Debussy’s Suite bergamasque, written in 1890 and revised in 1905, has a curious retrospection in some movements and a brisk modern air in others. The title, Suite bergamasque, immediately conjures up mental images of poet Paul Verlaine’s Fêtes galantes collection and the painted world of Antoine Watteau, who created so many images in that genre. Watteau’s rococo masterpieces of pastoral love (in fancy dress) can be imagined as depicted in the music of Debussy, particularly in the 3rd movement.
The opening Prélude is, as many writers have said, quintessentially Debussy. The harmonies, in particular, call to mind his ‘floating world’ aspect.
Claude Debussy: Suite bergamasque – I. Prelude (Klára Körmendi, piano)
The second movement Menuet, although given a name that recalls 18th century dances, is not the menuet of Mozart. This is a late Romantic menuet, and the advanced harmonies used show us that difference.
Claude Debussy: Suite bergamasque – II. Menuet (Klára Körmendi, piano)
The most famous movement of the Suite is the third: Clair de lune. This moonlight piece was originally given the title “Promenade sentimentale,” but it is in its reference to the moon that we most fondly recall it. The feeling is static, so it could never have been a sentimental promenade, but yet there’s a kind of glow to it that makes us imagine a setting, perhaps, of the moon on water.
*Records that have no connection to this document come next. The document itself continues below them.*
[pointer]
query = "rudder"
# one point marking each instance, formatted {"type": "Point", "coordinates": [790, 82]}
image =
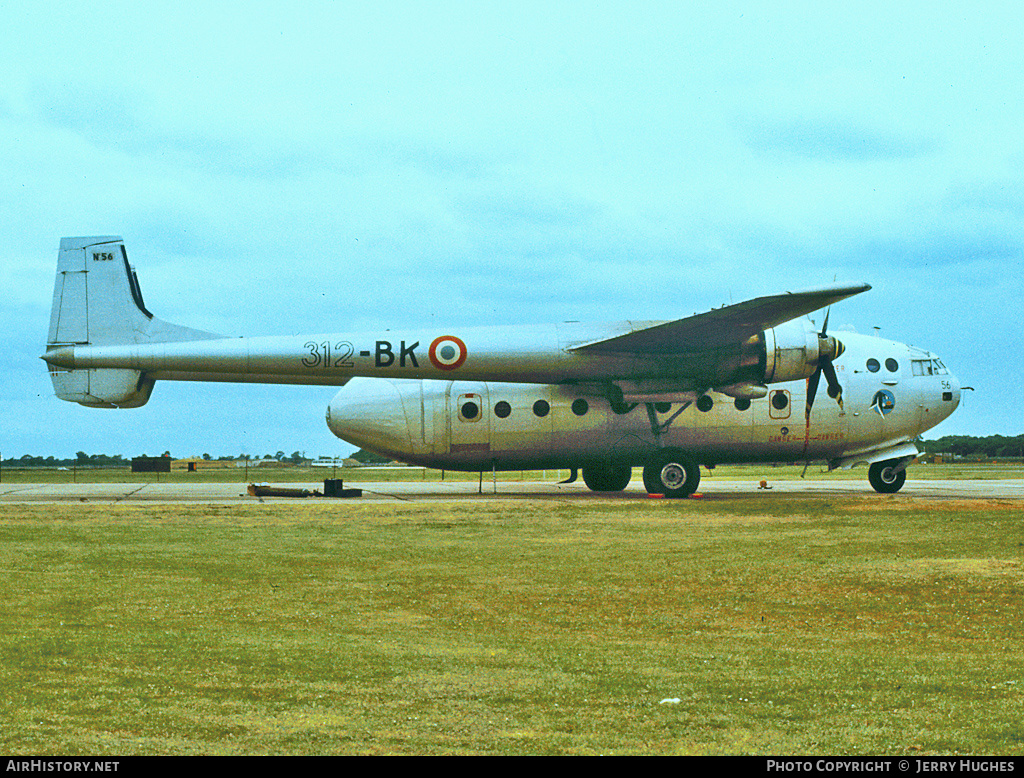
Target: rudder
{"type": "Point", "coordinates": [97, 302]}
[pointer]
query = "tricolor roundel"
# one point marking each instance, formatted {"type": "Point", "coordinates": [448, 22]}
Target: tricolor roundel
{"type": "Point", "coordinates": [446, 352]}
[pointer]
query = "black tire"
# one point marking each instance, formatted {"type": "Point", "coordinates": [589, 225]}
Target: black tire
{"type": "Point", "coordinates": [672, 473]}
{"type": "Point", "coordinates": [884, 478]}
{"type": "Point", "coordinates": [607, 476]}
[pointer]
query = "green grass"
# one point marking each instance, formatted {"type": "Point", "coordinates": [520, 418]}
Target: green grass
{"type": "Point", "coordinates": [801, 625]}
{"type": "Point", "coordinates": [958, 471]}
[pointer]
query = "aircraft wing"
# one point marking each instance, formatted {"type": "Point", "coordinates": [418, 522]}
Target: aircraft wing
{"type": "Point", "coordinates": [731, 323]}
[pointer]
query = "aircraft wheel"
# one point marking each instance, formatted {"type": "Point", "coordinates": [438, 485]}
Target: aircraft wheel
{"type": "Point", "coordinates": [672, 473]}
{"type": "Point", "coordinates": [884, 478]}
{"type": "Point", "coordinates": [607, 476]}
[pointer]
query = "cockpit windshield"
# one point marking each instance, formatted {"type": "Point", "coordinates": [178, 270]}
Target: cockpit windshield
{"type": "Point", "coordinates": [928, 368]}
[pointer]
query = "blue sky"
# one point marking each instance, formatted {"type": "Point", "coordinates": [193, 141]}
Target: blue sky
{"type": "Point", "coordinates": [281, 168]}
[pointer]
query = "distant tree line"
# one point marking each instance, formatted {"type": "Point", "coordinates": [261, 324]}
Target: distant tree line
{"type": "Point", "coordinates": [977, 447]}
{"type": "Point", "coordinates": [84, 460]}
{"type": "Point", "coordinates": [967, 446]}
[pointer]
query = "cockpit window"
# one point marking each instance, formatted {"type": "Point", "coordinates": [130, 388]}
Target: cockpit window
{"type": "Point", "coordinates": [928, 368]}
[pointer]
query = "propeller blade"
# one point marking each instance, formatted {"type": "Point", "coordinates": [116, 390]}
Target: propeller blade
{"type": "Point", "coordinates": [812, 389]}
{"type": "Point", "coordinates": [835, 389]}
Claude Debussy: Suite bergamasque – III. Clair de lune (Klára Körmendi, piano)
The final movement, Passepied, originally bore the title ‘Pavane.’ The title may have been changed after the success of Maurice Ravel’s 1899 Pavane pour une infante défunte but the basic feeling of the piece also argues for the change. A Pavane was a slow processional dance, well known since the 16th century, whereas a Passepied, was one of the fastest triple-time dances in the 18th century French court. This re-appearance of the Passepied was one of the first in modern music. It appears in later music by Stravinsky, Prokofiev, and Christopher Rouse.
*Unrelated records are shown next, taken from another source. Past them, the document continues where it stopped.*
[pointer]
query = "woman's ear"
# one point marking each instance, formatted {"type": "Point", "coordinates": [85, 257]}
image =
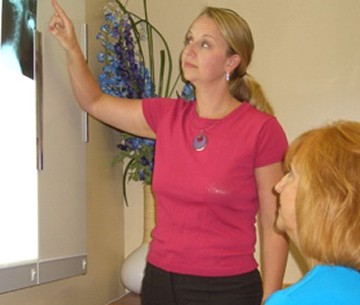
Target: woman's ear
{"type": "Point", "coordinates": [233, 62]}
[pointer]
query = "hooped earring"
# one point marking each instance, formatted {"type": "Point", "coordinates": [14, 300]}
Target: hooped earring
{"type": "Point", "coordinates": [227, 76]}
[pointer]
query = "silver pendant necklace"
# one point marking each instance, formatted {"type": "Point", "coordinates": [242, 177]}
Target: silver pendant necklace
{"type": "Point", "coordinates": [200, 141]}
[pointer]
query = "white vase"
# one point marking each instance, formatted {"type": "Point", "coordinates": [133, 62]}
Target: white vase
{"type": "Point", "coordinates": [132, 270]}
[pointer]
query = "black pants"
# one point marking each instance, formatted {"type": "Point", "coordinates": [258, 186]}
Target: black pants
{"type": "Point", "coordinates": [164, 288]}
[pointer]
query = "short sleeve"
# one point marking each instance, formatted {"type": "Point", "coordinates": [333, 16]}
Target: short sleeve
{"type": "Point", "coordinates": [272, 143]}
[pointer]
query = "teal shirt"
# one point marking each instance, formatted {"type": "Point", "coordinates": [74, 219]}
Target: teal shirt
{"type": "Point", "coordinates": [324, 284]}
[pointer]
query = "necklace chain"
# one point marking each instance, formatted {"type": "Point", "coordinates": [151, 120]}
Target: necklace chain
{"type": "Point", "coordinates": [201, 140]}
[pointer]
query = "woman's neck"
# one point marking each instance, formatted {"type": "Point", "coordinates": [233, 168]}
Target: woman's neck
{"type": "Point", "coordinates": [215, 106]}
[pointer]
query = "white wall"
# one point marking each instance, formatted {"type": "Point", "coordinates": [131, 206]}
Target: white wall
{"type": "Point", "coordinates": [307, 58]}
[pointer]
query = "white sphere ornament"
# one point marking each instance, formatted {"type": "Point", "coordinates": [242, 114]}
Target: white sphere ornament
{"type": "Point", "coordinates": [132, 270]}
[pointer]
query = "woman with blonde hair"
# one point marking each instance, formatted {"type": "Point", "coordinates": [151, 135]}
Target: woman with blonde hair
{"type": "Point", "coordinates": [320, 211]}
{"type": "Point", "coordinates": [217, 160]}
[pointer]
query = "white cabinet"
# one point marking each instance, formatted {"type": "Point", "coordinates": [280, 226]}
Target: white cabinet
{"type": "Point", "coordinates": [59, 186]}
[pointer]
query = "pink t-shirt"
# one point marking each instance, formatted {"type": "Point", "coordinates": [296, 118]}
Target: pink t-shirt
{"type": "Point", "coordinates": [207, 200]}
Claude Debussy: Suite bergamasque – IV. Passepied (Klára Körmendi, piano)
The work is a curious mixture of the modern and regret for the past. Both Verlaine and Watteau were depicting, in poetry and painting, dream worlds of the 18th century. The first verse of Verlaine’s poem ‘Claire de lune’ described masked party-goers who play the lute and dance, almost sad, in their fantastic costumes and we have the world of Watteau and the world of Debussy all at once in his piano music.